Frankfurter Allgemeine Zeitung
Как всякий шедевр, "Книга воспоминаний" помогает понять и переосмыслить собственную нашу жизнь. Книга объемная, трудная, и читать ее можно только не торопясь.
Эндре Бойтар
Я не понимал или, может быть, не хотел понять, что живу в какой-то невероятной реальности, хотя на нее мне указывал каждый жест Теи, эта реальность была у меня под носом, была во мне, но не названная, а лишь в качестве впечатления, которое я не осмеливался принять за действительность.

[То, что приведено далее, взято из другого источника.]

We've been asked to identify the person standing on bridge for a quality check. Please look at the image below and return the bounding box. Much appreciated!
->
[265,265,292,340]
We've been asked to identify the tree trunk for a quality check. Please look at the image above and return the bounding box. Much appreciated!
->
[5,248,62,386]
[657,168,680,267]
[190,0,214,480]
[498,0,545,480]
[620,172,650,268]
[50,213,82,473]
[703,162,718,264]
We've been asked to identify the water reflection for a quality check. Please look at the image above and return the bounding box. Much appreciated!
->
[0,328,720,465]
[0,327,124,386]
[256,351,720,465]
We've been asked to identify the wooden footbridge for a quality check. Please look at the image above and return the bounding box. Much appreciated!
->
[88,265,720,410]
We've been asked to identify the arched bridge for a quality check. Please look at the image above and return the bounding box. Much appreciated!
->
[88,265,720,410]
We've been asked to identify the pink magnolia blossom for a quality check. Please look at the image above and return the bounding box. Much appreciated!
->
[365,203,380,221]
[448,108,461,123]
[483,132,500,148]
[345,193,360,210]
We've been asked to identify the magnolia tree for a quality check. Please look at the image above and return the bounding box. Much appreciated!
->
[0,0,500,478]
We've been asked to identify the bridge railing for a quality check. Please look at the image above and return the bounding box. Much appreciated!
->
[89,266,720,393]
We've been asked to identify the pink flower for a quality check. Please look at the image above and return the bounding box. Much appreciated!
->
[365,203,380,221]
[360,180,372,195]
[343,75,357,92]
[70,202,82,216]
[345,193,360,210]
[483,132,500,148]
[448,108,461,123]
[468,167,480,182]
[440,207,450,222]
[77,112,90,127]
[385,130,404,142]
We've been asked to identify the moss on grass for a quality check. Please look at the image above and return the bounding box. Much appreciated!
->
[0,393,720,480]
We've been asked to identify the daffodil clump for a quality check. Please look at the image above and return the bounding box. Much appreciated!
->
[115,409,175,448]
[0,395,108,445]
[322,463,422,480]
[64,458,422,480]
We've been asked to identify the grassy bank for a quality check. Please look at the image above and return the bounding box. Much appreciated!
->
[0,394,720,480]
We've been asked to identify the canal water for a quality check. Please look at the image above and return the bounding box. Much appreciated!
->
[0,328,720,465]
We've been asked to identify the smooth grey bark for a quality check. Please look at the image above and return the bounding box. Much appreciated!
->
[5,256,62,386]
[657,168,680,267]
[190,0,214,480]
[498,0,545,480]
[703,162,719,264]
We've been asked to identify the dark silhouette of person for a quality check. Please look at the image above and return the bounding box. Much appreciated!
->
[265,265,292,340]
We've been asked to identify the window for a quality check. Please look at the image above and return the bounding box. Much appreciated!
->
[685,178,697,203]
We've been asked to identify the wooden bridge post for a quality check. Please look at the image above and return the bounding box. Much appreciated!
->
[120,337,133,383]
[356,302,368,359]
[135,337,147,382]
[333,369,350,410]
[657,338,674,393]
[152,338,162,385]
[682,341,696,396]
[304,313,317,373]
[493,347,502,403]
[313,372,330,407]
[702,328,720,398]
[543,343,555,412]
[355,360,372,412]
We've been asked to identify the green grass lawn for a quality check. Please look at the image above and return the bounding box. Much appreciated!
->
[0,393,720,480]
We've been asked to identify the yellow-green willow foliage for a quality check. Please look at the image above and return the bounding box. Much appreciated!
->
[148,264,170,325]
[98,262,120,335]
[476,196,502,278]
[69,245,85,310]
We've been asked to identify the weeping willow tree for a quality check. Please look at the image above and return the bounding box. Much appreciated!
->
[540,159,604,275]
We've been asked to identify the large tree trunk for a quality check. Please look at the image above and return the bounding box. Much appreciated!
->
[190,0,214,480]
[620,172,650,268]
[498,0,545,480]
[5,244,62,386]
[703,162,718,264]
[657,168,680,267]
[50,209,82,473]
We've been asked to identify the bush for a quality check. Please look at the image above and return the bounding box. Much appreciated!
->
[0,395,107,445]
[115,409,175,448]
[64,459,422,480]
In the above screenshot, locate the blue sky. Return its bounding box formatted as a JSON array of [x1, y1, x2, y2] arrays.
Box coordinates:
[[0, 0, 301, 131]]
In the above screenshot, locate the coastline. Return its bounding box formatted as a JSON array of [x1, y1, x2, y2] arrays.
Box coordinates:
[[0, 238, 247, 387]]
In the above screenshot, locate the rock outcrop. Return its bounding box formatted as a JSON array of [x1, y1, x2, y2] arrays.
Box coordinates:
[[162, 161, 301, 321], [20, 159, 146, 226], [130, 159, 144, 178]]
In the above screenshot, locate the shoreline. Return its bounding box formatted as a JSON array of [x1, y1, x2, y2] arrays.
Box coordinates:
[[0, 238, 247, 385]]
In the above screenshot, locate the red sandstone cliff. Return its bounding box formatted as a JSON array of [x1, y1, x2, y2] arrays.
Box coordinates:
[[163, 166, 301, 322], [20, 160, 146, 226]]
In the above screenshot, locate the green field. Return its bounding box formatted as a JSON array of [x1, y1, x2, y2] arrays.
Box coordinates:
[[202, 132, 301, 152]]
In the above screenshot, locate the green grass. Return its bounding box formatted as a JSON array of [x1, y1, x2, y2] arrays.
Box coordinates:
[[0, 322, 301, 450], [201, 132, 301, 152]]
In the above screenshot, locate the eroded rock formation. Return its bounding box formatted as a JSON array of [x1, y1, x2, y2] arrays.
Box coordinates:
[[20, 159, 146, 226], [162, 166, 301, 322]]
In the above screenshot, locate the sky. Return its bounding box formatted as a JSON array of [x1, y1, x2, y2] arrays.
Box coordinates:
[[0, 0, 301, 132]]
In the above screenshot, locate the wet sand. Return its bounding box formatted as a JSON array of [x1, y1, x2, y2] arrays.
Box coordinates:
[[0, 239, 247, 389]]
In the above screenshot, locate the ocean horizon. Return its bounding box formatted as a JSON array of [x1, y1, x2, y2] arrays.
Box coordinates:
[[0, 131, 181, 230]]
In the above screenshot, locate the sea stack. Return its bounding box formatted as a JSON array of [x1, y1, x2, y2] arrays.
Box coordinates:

Я был вполне здоровое дитя своего времени и, зараженный господствующими идеями эпохи, подобно многим другим, постоянно стремился к тому, чтобы ухватить наконец, добраться до настоящей, неподдельной реальности, которая содержит в себе и все личное, единичное и остается вместе с тем безличной и общей; философские школы, газетные статьи и всякого рода ораторы говорили тогда о какой-то реальности, которую нужно познать, уловить, и я даже мучился угрызениями совести, ибо чего бы я ни коснулся, везде обнаруживал только свою собственную реальность, а поскольку ту идеальную, которую называли полной и совершенной, реальность найти было невозможно, то я приходил к тому, что моя реальность, какой бы грубой, убийственной или, напротив, радостной она ни была, для меня во всех отношения является полной и совершенной – но не подлинной, а скорее как бы невероятной реальностью.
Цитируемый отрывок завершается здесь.